A Strong and Coachable Team:
Investors invest in people, not just ideas. A capable and dedicated team is a critical factor for angel investors. They look for founders who have the right mix of skills, experience, and determination to bring their vision to life and being coachable is equally important. Angel investors want to work with founders who are open to feedback, willing to learn, and adaptable. A team that can execute and adapt to change when necessary is a valuable asset. The team of advisors around you is also important, angels look for the right mix of expertise to support the founders and are also willing to help bring expertise needed to the table.
A Market with potential:
We’ve already explained that start-ups must address a genuine market need or pain point to attract angel investors. Investors also want to see that there is sizable demand for this product or service too. They need to know there is potential for a large and sustainable market. A thorough market analysis that clearly identifies your target customers and the sectors that you are targeting.
A clear overview of direct and indirect competition and how you differentiate from them in particular your closest competitor. What is different about your offering, is it price, customer service, quality, sustainability? Be really clear that you understand your competition.

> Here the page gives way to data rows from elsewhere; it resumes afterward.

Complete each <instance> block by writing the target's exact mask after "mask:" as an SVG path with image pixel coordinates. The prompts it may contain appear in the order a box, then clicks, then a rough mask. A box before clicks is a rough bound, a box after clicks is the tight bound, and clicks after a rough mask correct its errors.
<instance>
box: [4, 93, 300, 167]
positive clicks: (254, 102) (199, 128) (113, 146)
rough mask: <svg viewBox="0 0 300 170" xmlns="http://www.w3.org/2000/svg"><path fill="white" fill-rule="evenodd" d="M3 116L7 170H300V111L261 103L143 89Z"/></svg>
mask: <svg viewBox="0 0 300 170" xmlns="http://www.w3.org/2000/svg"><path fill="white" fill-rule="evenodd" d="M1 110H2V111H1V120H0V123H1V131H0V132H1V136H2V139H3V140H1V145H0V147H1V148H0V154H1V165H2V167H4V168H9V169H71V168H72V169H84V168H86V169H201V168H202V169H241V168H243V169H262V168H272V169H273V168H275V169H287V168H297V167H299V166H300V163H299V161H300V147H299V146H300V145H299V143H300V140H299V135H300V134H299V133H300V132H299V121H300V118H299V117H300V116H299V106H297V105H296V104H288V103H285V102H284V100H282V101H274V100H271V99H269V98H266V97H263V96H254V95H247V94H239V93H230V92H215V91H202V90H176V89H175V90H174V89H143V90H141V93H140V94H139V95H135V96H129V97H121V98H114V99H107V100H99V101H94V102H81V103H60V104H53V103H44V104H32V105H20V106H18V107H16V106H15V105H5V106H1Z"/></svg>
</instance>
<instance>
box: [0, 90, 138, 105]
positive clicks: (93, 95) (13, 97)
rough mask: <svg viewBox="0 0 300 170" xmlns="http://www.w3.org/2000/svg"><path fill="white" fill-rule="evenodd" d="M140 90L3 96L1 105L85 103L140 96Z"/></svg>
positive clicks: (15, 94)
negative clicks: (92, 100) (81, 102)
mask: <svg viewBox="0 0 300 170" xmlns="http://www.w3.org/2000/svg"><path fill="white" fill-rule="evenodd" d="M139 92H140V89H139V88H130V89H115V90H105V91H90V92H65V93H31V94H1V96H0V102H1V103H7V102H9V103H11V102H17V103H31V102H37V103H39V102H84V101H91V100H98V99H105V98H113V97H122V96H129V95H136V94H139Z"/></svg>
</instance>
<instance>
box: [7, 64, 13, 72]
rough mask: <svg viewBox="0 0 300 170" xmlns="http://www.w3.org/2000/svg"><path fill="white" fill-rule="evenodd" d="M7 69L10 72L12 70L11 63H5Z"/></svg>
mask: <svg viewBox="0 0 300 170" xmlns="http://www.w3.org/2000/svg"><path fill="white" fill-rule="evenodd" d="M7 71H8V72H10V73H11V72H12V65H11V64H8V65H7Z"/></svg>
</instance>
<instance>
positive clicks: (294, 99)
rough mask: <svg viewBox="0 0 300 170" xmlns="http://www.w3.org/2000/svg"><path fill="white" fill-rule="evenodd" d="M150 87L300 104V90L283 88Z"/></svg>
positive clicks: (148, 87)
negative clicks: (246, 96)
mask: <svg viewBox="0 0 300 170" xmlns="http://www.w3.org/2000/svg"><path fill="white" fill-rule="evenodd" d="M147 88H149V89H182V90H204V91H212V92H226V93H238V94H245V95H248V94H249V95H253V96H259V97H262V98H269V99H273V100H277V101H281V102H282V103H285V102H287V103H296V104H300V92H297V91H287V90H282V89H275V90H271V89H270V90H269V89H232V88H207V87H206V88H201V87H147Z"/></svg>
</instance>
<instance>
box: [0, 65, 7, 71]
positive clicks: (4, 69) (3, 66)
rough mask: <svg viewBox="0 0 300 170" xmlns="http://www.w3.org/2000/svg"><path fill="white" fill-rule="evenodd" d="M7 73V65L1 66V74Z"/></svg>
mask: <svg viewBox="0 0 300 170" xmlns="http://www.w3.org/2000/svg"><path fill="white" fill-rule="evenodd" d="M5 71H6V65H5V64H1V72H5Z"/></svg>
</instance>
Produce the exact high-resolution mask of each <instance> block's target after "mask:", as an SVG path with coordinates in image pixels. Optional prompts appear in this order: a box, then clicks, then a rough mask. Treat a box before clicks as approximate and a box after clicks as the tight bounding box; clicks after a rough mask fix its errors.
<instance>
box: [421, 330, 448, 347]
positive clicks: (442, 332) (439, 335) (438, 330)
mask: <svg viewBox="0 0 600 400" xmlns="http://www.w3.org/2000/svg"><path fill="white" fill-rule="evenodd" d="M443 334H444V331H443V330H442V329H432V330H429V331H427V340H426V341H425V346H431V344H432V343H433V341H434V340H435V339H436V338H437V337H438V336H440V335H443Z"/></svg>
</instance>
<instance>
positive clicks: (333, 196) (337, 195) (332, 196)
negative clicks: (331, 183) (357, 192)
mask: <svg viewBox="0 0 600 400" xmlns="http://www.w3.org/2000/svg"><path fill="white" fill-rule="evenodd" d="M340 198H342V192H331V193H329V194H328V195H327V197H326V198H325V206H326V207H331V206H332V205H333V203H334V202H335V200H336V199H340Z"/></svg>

Business models that scale and offer growth potential:
Angel investors are interested in companies with the potential to scale rapidly, and that have clear plans for monetising an opportunity. They want to invest in start-ups that can grow exponentially – or that have the potential to capture a lucrative niche in the market – and who can articulate a series of profitable revenue streams that will develop as the business scales. Scalability can be achieved through innovative business models, technology-driven solutions, or the ability to tap into new markets. If you can demonstrate a clear plan for scaling the company, and generate a substantial return on an investor’s investment, you will have their attention!
Traction and Milestones:
Angel investors look for evidence of traction and progress. It includes evidence that you have built a product and service that customers are delighted with and have a clear basis for what they will pay for. It also includes evidencing you have or will have, paying customers. There are different ways to evidence traction which include metrics like user growth, revenue, or partnerships. Start-ups that have reached significant milestones, such as securing paying customers or achieving product-market fit, are more attractive to investors. Demonstrating progress not only validates the business concept but also reduces the perceived risk for angel investors and gives you more opportunity to negotiate a business valuation in your favour.
Exit Strategy
Investors are keen to know how they will make their money back several years down the line. If you are not looking to sell the company or raise further investment to grow and scale further to provide exit opportunities for shareholders then angel investing is not for you. There are opportunties to be negotiated around leading the company even if the ownership changes but ultimately there will be a point maybe 5, 7 or 10 years down the line when the company might be floated on a stock exchange or bought over by a larger company looking to diversify. Angels need to understand what types of companies may be interested in a potential trade sale and this should be clear in your approach.
When it comes to attracting investors you don’t need to have all the answers but, the more work you have done to present your business in a way that gives investors the information they need to understand the opportunity, the more likely you are to secure meaningful conversations with investors.